Fact #1: The National Association of Realtors agreed to pay $418 million to the plaintiffs.  The settlement allows for 4 years to pay the amount.  Yes, NAR can afford this.  No, this is not ‘cutting out of commissions’ as the headline implies.

Fact #2: NAR will prohibit offering/publishing buyer’s agent commission rates on the MLSs. This is big news because commissions were previously required to be listed, even if the amount was only $1. The change is supposed to take effect sometime in July. Just because commissions can’t be advertised in the MLS does not mean they are ‘going away’. 

Fact #3: Sellers still have the option to pay all or some of the buyer’s side commission; it just has to be advertised, offered, and negotiated outside of the MLS. The headlines will have you believe that the commission is universally eliminated.

Fact #4: We’ve focused on this one this week because it affects you the most: Buyer’s Agents will be required to have a signed Buyer Representation Agreement before they can show their clients anything listed on the MLS. Before, it was highly recommended (and coached by us forever), but now it’s going to be a requirement.

Fact #5: You will no longer be required to be an MLS member to collect real estate commissions. 

Fact #6: The settlement is not a ‘done deal’ just yet. It still has to be approved by the court and the DOJ. It may be amended, and there is still a lot of uncertainty surrounding the case, which we’ll discuss in a moment.

Questions we have / what to watch as we travel from this day toward July 1st when all of this is supposed to become official:

1.     Will buyer’s agents ask for a seller’s concession to cover their commission on every offer?  Will listing agents operate ‘business as usual’ and offer buyer-side commissions out of habit and tradition?  Will they offer a higher buyer-side commission to sell listings faster?

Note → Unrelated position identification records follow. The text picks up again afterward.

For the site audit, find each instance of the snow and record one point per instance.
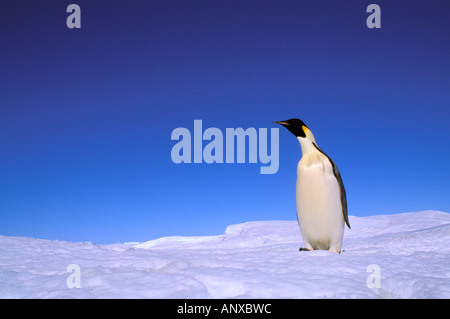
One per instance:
(406, 255)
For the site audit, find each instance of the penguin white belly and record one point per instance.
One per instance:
(319, 207)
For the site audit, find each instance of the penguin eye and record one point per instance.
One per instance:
(303, 131)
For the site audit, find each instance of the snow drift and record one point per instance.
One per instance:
(409, 252)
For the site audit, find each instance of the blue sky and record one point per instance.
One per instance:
(86, 114)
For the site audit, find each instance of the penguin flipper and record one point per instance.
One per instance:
(338, 177)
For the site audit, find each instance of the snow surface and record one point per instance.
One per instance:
(251, 260)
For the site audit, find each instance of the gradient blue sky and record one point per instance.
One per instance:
(86, 114)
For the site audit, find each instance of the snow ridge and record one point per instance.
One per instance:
(250, 260)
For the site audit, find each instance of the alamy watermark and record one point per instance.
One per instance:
(237, 141)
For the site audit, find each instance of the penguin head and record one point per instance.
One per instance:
(296, 127)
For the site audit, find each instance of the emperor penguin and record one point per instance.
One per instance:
(320, 193)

2.     Will agents have to call listing agents to find out what’s being offered and then prioritize those listings to show their clients?  Isn’t this ‘steering’ and anti-agency?

3.     Will agents invent code words to communicate what’s being offered?  We’re already seeing language in new listings like ‘agent-friendly’.  Does that mean you can count on being paid as a buyer’s agent without asking the listing agent?

4.     How does Dual Agency work in this new world? Think about Open House leads. Unrepresented buyers may ask the listing agent to rep them. Does that become a sub-agency situation? Isn’t that what we got away from that created our current model?

5.     Will there be flat-fee models to represent buyers, and if so, what amount will agents settle on?  Maybe a sliding scale of fees depending on a) purchase price and/or b) services rendered.

6.     How will the election play into this story?  Aren’t we all supposed to create more affordable housing, not less affordable?  Will there be special programs from the government entities, and/or mortgage lenders/

7.     How much inventory will it take to eliminate all these issues and get back to the normal splits we’ve become accustomed to?

8.     How will the builders react to these changes?

9.    What happens to agents that don’t even know any of these changes are happening?

10. How do Zillow,, CoStar,, and anyone else peddling leads change their models?  What is a Zillow Flex agent to do?

11.    Will mortgage lenders offer some of the services of buyer’s agents and become dual-licensed?

12.    Will we see a consolidation of big brokers and a compression of independent brokers and teams?